Recall that the $\delta$ function is defined as

\[\delta(x) = \begin{cases} \infty \quad& \text{if } x = 0 \\\ 0 & \text{if } x \neq 0 \end{cases}\]

Then a variational approach to inference will maximize the ELBO:

\[- \mathbb{E}_{q(\theta) q(z)}\left[\log \frac{q(z) q(\theta)}{p(z, \theta, x)}\right].\]

Notice that the expectation with respect to $q(\theta)$ will simply be the density at $\phi$, $q(\phi)$, so this simplifies to

\[-\mathbb{E}_{q(z)}\left[\log \frac{q(z) q(\phi)}{p(z, \phi, x)}\right].\]

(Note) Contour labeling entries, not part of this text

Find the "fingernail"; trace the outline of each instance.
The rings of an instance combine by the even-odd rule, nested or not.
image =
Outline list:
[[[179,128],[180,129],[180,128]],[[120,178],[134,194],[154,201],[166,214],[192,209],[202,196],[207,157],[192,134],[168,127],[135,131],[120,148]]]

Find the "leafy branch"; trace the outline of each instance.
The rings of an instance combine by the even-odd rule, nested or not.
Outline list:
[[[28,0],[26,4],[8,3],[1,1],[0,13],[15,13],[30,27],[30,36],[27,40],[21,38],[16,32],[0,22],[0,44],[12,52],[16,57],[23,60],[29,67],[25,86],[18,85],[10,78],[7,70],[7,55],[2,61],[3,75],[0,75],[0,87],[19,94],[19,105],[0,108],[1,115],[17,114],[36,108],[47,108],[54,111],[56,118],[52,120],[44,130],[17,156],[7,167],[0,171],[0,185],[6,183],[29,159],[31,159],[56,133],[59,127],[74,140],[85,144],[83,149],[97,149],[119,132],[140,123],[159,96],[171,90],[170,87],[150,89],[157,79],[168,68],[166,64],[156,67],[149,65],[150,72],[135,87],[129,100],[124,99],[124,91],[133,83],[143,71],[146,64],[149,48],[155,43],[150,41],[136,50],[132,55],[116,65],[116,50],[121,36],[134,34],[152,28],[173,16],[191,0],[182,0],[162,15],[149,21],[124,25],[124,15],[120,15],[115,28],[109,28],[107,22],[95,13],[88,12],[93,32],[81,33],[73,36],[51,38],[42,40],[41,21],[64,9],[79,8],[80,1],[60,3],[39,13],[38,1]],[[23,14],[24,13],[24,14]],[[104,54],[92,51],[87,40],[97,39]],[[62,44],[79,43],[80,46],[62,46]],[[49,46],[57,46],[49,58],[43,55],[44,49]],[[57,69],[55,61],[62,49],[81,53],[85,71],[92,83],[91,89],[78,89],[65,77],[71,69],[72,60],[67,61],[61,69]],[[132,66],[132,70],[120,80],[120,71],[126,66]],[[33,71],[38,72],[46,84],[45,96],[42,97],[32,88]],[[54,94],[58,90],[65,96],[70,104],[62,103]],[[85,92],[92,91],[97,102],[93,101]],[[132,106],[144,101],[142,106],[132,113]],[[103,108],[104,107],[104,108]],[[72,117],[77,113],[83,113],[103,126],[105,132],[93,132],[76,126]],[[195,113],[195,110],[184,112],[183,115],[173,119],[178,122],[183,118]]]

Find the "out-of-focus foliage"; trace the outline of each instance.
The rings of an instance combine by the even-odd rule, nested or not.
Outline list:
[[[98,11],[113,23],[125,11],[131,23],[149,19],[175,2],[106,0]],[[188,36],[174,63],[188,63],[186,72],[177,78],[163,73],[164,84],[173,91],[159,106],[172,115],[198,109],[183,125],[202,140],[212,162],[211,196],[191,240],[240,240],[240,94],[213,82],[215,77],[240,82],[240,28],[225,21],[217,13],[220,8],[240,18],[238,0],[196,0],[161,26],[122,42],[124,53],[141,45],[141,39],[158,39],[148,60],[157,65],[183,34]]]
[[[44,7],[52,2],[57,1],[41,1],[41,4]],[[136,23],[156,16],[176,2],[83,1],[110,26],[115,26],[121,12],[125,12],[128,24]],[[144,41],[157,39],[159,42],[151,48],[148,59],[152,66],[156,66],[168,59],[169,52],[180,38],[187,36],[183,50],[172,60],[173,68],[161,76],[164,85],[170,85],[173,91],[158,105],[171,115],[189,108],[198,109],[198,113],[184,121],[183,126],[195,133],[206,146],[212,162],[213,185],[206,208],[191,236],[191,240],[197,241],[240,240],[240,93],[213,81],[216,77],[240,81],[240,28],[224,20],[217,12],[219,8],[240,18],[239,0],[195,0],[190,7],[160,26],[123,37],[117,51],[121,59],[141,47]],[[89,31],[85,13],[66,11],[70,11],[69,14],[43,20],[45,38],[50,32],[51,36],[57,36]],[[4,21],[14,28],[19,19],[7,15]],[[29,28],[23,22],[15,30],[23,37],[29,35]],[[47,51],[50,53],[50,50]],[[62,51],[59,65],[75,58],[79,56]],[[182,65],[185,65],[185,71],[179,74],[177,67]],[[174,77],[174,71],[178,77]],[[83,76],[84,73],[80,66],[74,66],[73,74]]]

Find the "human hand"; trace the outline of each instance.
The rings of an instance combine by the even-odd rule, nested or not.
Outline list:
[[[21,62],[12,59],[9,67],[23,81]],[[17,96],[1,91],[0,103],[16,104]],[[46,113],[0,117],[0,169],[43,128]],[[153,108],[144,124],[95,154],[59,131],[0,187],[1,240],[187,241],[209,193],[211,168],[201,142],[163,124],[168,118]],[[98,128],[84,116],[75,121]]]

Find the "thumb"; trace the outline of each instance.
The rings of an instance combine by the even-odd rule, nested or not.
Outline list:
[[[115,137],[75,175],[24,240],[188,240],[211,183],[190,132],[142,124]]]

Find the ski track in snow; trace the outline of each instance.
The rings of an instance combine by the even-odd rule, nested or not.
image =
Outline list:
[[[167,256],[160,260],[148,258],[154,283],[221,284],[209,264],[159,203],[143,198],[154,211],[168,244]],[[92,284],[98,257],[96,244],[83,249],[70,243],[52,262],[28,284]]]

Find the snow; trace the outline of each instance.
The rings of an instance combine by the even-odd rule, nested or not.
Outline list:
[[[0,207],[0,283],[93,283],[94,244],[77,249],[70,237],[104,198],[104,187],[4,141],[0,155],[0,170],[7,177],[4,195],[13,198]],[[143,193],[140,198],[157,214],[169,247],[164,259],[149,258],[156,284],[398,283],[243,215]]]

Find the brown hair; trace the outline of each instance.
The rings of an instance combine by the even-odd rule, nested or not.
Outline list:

Now, if we maximize this expression w.r.t. $q(z)$, it will be maximized when $q(z) = p(z | x, \phi)$. Note that we must assume that $q(z)$ is unconstrained in this case for this to work. Now, we have

\begin{align} \max_{q(z)} -\mathbb{E}_{q(z)}\left[\log \frac{q(z) q(\phi)}{p(z, \phi, x)}\right] &= -\mathbb{E}_{p(z | x, \phi)}\left[\log \frac{p(z | x, \phi) q(\phi)}{p(z, \phi, x)}\right] \\ &= -\mathbb{E}_{p(z | x, \phi)}\left[-\log p(x | z, \phi) \right] \\ &= \mathbb{E}_{p(z | x, \phi)}\left[\log p(x | z, \phi) \right]. \\ \end{align}

Now, for a given current estimate of $\theta$ (call it $\theta_t$), we can take the expected log-likelihood using this current value:

\[\mathbb{E}_{p(z | x, \theta_t)}\left[\log p(x \| z, \phi) \right].\]

This is exactly the E step of EM: the last line is the expected log-likelihood of the data, averaged over the latent variables $z$.

Now, if we maximize w.r.t. $\phi$ to get a point estimate of $\theta$, this will be equivalent to the M step:

\[\max_{\phi} \mathbb{E}_{p(z | x, \theta_t)}\left[\log p(x | z, \phi) \right].\]

References

This stackoverflow answer
Gelman, Andrew, et al. Bayesian data analysis. CRC press, 2013.